One Size Doesn't Fit All

       VeriSign probably realizes that a Class 1 Digital ID isn't worth the virtual paper that it's written on -- that's why the company is giving them away free for non- commercial use. For VeriSign, the real action is going to be at the higher certification levels -- Classes 2, 3 and 4.
       To get a Class 2 Digital ID, VeriSign will require that your identification be verified by Equifax, one of the nation's big three credit reporting agencies. Class 3 IDs will require a notarized affidavit. And the company still hasn't made public the conditions for getting one of its Class 4 IDs -- "contact VeriSign" is what the company's Web site says.
       It turns out that other people aren't exactly comfortable with this new world of digital identification that VeriSign is promulgating. Take Carl Ellison, a senior systems engineer at CyberCash, who has spent much of his professional life thinking about the issue of public key cryptography.
       The main problem with VeriSign's approach to identification, says Ellison, is that different people have different needs for identity, and therefore have different notions of what proper identification is. "Some people mean a name. Some people mean a human body. Some people mean that guy I met long ago. Some people mean any person who can be tracked down and punished, in case of default of a contract."

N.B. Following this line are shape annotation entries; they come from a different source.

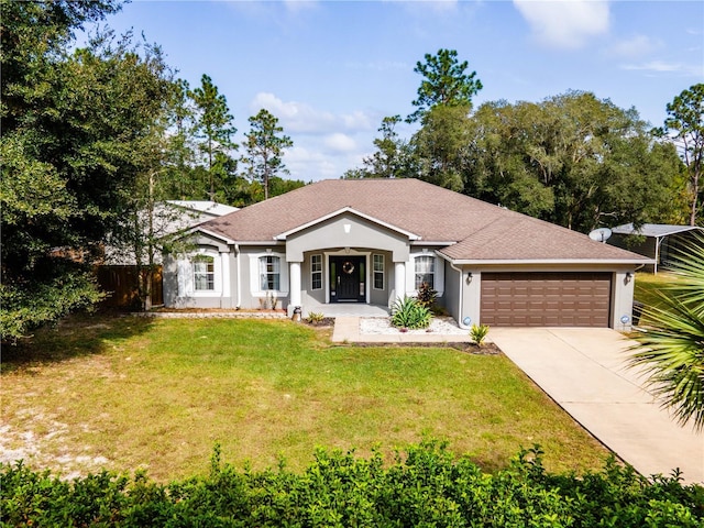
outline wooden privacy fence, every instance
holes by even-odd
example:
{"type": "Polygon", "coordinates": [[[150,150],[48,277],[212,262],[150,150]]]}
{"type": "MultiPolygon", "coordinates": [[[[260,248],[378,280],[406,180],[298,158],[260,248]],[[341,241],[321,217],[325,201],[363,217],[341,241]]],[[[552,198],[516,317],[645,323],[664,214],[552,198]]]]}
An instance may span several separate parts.
{"type": "MultiPolygon", "coordinates": [[[[146,277],[148,270],[142,270],[146,277]]],[[[136,266],[99,266],[97,270],[98,285],[108,294],[101,302],[110,308],[139,308],[138,272],[136,266]]],[[[162,266],[152,272],[152,306],[164,304],[164,284],[162,266]]]]}

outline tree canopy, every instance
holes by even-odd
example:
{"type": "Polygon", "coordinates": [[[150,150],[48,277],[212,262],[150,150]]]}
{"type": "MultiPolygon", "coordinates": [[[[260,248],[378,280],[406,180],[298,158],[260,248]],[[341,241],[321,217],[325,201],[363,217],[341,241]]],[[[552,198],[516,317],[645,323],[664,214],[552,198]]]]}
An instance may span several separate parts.
{"type": "Polygon", "coordinates": [[[472,106],[472,97],[482,89],[476,72],[466,74],[466,61],[460,62],[455,50],[439,50],[436,55],[427,53],[425,63],[416,63],[414,72],[424,76],[418,87],[418,99],[413,101],[416,111],[409,122],[420,120],[430,110],[440,107],[472,106]]]}
{"type": "Polygon", "coordinates": [[[683,90],[667,109],[666,131],[674,139],[686,165],[689,223],[696,226],[704,202],[704,84],[683,90]]]}
{"type": "Polygon", "coordinates": [[[294,146],[294,142],[283,133],[284,129],[278,125],[278,119],[264,108],[249,121],[251,129],[244,134],[246,155],[242,161],[248,167],[249,176],[262,184],[266,200],[271,179],[288,172],[282,154],[284,148],[294,146]]]}
{"type": "Polygon", "coordinates": [[[117,9],[2,2],[3,340],[100,297],[89,264],[120,227],[169,84],[158,48],[129,36],[68,52],[74,30],[117,9]]]}

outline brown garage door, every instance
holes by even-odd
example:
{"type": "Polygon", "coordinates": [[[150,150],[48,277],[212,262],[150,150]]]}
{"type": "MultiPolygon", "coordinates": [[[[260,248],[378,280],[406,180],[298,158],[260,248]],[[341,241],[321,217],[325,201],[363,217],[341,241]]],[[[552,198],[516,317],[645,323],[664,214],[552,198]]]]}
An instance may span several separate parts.
{"type": "Polygon", "coordinates": [[[610,273],[482,273],[482,323],[608,327],[610,273]]]}

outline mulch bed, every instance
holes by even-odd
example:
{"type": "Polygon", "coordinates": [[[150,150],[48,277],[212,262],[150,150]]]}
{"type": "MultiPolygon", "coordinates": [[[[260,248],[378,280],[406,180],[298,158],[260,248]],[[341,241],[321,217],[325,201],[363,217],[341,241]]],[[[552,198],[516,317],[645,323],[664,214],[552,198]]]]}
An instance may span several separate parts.
{"type": "Polygon", "coordinates": [[[404,348],[404,349],[418,349],[418,348],[432,348],[432,349],[454,349],[461,352],[466,352],[468,354],[473,355],[498,355],[502,354],[502,349],[496,346],[494,343],[484,343],[482,346],[476,345],[475,343],[458,343],[458,342],[448,342],[448,341],[438,341],[438,342],[421,342],[421,343],[399,343],[397,341],[389,343],[336,343],[336,346],[361,346],[361,348],[404,348]]]}

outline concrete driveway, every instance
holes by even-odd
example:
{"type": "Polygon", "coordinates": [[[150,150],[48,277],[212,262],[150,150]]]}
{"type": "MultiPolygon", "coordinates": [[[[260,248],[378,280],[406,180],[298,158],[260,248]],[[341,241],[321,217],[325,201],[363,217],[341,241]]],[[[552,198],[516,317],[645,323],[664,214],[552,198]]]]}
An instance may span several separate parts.
{"type": "Polygon", "coordinates": [[[704,435],[680,427],[625,369],[632,341],[610,329],[492,328],[488,337],[594,437],[650,476],[704,483],[704,435]]]}

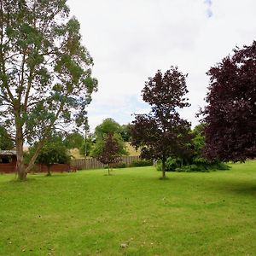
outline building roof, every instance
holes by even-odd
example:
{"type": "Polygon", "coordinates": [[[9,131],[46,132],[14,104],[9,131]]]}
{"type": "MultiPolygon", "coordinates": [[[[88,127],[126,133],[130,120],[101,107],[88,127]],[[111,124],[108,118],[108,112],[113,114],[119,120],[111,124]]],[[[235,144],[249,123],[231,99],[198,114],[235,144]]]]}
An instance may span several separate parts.
{"type": "Polygon", "coordinates": [[[0,155],[16,155],[16,150],[0,150],[0,155]]]}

       For example, if you are sending e-mail messages to your lover, you don't really care if that person's legal name is Juliet Capulet or Julie Capulet. All you care about is that your e-mail is only going to be read by her, by nobody else, and that when she sends you a letter in return that is signed, it really came from her and from nobody else.
       Likewise, says Ellison, if you're a shipping clerk looking at a signed purchase order, you really don't care whose signature is on the form, or who pulled the crank of the signature machine. All you care about is that the company whose name is at the top of the purchase order will honor its promise to pay your company.
       Fundamentally, there's no good reason why lovers and companies won't eschew VeriSign and simply sign each others' keys. Indeed, that's what Xcert Software is hoping users will do. The Canadian firm has developed its own software suite that mimics what VeriSign's does. The difference is that, instead of selling certification services, Xcert is actually selling the software.
       "Our model is very different than VeriSign's," says Diana Costain, the company's vice president of finance. "We allow anyone to have their own CA. For example, if I, as a person, am dealing with my local corner grocery store, I don't want them to have all of that information about me -- my social insurance number, credit card number, [whether or not] I have a criminal record -- just so I can buy a pack of gum."
       Instead, says Costain, companies using the Xcert software will certify their own customers -- at least to the best of their own abilities.